She was disoriented. Messing up again and again. He tried to fix her. He patched her up but she kept falling apart. She could never be whole. Never.
She had no comfort. No sympathy. Only a memory. And it KILLED her.
He was gone. And she couldn't chase him. Impossible, because he loved her. Not me. He never did. And the blow was too hard for my mind. He loved her. Her
I was never strong. Never. I put on a show and people believed it. Pushed them away before they did it first. I wasn't about to be vulnerable, left in the hands of whoever may please. To poison my soul with lies and promises only to be broken and my hope disintegrated into the shadows of what is me. I want to be someone Who is not me. I write. Maybe to make a soul I never had. A feeling I've never felt. A life never lived. A breath not taken. One to replace my own. Do I even have one anymore
She's beautiful. Truly she is. I'm happy for her with any last bit of happiness left. I don't have allot
What I have I don't deserve. I misuse happiness and turn it into pain and betrayal. I took him for granted. I pushed him out of my heart with no way in. He stayed in the depths of it anyway. I should have expected this
Trying to pick it up matters less and less as the seconds pass. I hold onto nothing and no one. That's the way I am. And I am forever me. No escape.
He said he wants to be my f r i e n d. That he'll comfort me and be there. Always there. But his lips were my sympathy, his eyes my resting place. Now I dare not see his face. He belongs first to her. And I'm a miserable fool.
I wish I was a spirit. To hover the grounds once touched, to remain unseen and to only see but never to be heard.
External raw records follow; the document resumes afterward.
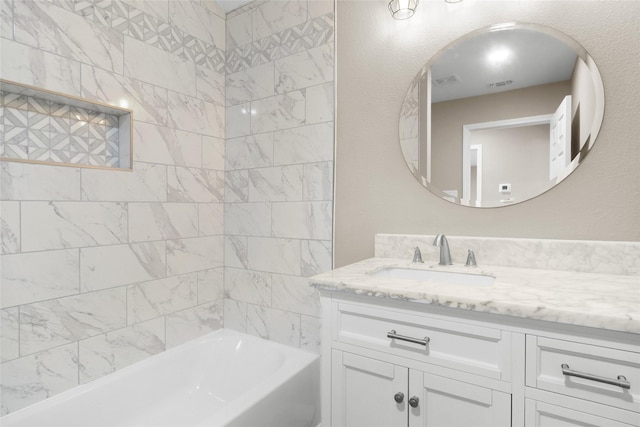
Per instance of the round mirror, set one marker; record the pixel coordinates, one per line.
(501, 115)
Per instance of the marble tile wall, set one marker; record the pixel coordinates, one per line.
(279, 167)
(100, 269)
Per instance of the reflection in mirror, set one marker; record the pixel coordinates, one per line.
(501, 115)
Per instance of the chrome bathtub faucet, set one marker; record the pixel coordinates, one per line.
(417, 256)
(445, 255)
(471, 259)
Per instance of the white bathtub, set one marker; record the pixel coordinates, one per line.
(222, 379)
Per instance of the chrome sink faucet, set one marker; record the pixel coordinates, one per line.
(445, 255)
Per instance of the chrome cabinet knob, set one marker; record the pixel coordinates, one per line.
(413, 402)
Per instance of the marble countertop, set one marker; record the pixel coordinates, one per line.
(596, 300)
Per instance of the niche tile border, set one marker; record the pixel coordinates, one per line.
(45, 127)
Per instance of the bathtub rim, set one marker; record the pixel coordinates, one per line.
(302, 359)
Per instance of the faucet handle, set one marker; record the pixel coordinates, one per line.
(471, 259)
(417, 255)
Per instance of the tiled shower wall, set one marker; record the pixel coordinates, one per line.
(279, 167)
(103, 268)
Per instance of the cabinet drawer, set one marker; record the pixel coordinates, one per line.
(476, 349)
(542, 414)
(560, 366)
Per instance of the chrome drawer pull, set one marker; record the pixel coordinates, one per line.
(620, 382)
(392, 334)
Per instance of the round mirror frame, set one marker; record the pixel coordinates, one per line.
(596, 124)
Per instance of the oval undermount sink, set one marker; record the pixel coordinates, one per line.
(435, 275)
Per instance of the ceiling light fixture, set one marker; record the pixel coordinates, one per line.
(402, 9)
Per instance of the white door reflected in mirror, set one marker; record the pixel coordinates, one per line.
(528, 98)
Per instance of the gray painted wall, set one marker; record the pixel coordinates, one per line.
(377, 58)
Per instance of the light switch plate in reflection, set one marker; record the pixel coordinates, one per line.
(504, 188)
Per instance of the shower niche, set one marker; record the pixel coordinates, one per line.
(41, 126)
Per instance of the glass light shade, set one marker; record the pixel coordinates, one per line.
(403, 9)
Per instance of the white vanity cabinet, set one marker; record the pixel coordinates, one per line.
(394, 363)
(394, 367)
(573, 383)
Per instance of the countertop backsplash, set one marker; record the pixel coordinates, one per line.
(619, 258)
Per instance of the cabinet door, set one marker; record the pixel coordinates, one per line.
(541, 414)
(363, 391)
(444, 402)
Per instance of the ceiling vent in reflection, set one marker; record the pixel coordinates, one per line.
(447, 80)
(500, 84)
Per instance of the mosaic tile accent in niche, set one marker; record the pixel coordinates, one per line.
(38, 129)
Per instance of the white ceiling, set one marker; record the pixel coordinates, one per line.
(229, 5)
(536, 59)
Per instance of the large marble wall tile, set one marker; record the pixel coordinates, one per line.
(248, 152)
(103, 354)
(213, 153)
(38, 276)
(195, 185)
(293, 293)
(275, 16)
(161, 221)
(109, 266)
(278, 112)
(152, 65)
(236, 186)
(210, 285)
(310, 333)
(159, 297)
(304, 69)
(317, 8)
(276, 184)
(6, 19)
(320, 103)
(195, 115)
(210, 85)
(9, 334)
(148, 102)
(275, 325)
(159, 144)
(194, 322)
(41, 24)
(239, 30)
(238, 120)
(251, 84)
(9, 227)
(60, 321)
(317, 183)
(30, 379)
(236, 251)
(58, 225)
(316, 257)
(156, 8)
(147, 183)
(302, 220)
(35, 67)
(200, 253)
(248, 219)
(23, 181)
(306, 144)
(274, 255)
(211, 219)
(248, 286)
(235, 315)
(198, 21)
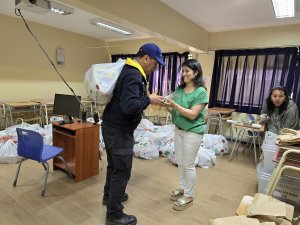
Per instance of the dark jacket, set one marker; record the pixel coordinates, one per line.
(124, 111)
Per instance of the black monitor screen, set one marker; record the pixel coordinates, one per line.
(66, 105)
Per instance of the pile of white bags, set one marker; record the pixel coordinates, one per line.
(100, 80)
(152, 141)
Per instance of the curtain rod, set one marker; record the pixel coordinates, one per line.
(261, 47)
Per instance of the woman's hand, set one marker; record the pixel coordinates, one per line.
(156, 99)
(169, 103)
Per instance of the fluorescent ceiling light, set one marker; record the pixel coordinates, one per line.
(284, 8)
(111, 26)
(61, 9)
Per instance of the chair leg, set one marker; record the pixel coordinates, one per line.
(45, 168)
(18, 171)
(254, 145)
(66, 165)
(46, 178)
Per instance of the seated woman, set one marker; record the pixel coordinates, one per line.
(279, 111)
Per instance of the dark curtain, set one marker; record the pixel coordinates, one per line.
(242, 79)
(165, 78)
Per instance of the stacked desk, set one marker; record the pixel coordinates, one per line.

A n d r e walked into the room and I hid in my hands. lying on the floor and half expecting someone else. A n y o n e e l s e
My eyes were dampened and stuck with aged tears that faded into my skin. His first words struck me down just a little bit lower.
"You okay?"
...The thought process took minutes
"Of course I'm okay! Why wouldn't I be okay!" I was harsh. No surprize.
"It's what happened with you and Beck "
"I don't care what happened with me and beck!"
My yelling echoed across the room. I made no sense at all.
"Jade, I know-"No!"
No one could break me
"You do!-"I don't!" Cut
"Fighting the world don't make it go away" Cut number two
"You don't know me" She let out with no strength left. Tears were streaming down her eyes slowly but heavily. There was nothing left. She was too weak. He had cracked her open. Done
She closed her eyes as he held her. Someone. She didn't know anything. She knew absolutely nothing at all. Nothing. All she knew was someone broke her wall. Someone. He got inside. She had one hope now. Just one. Not that he would fix her. Or even comfort her in her misery. But that he wouldn't break her. Never.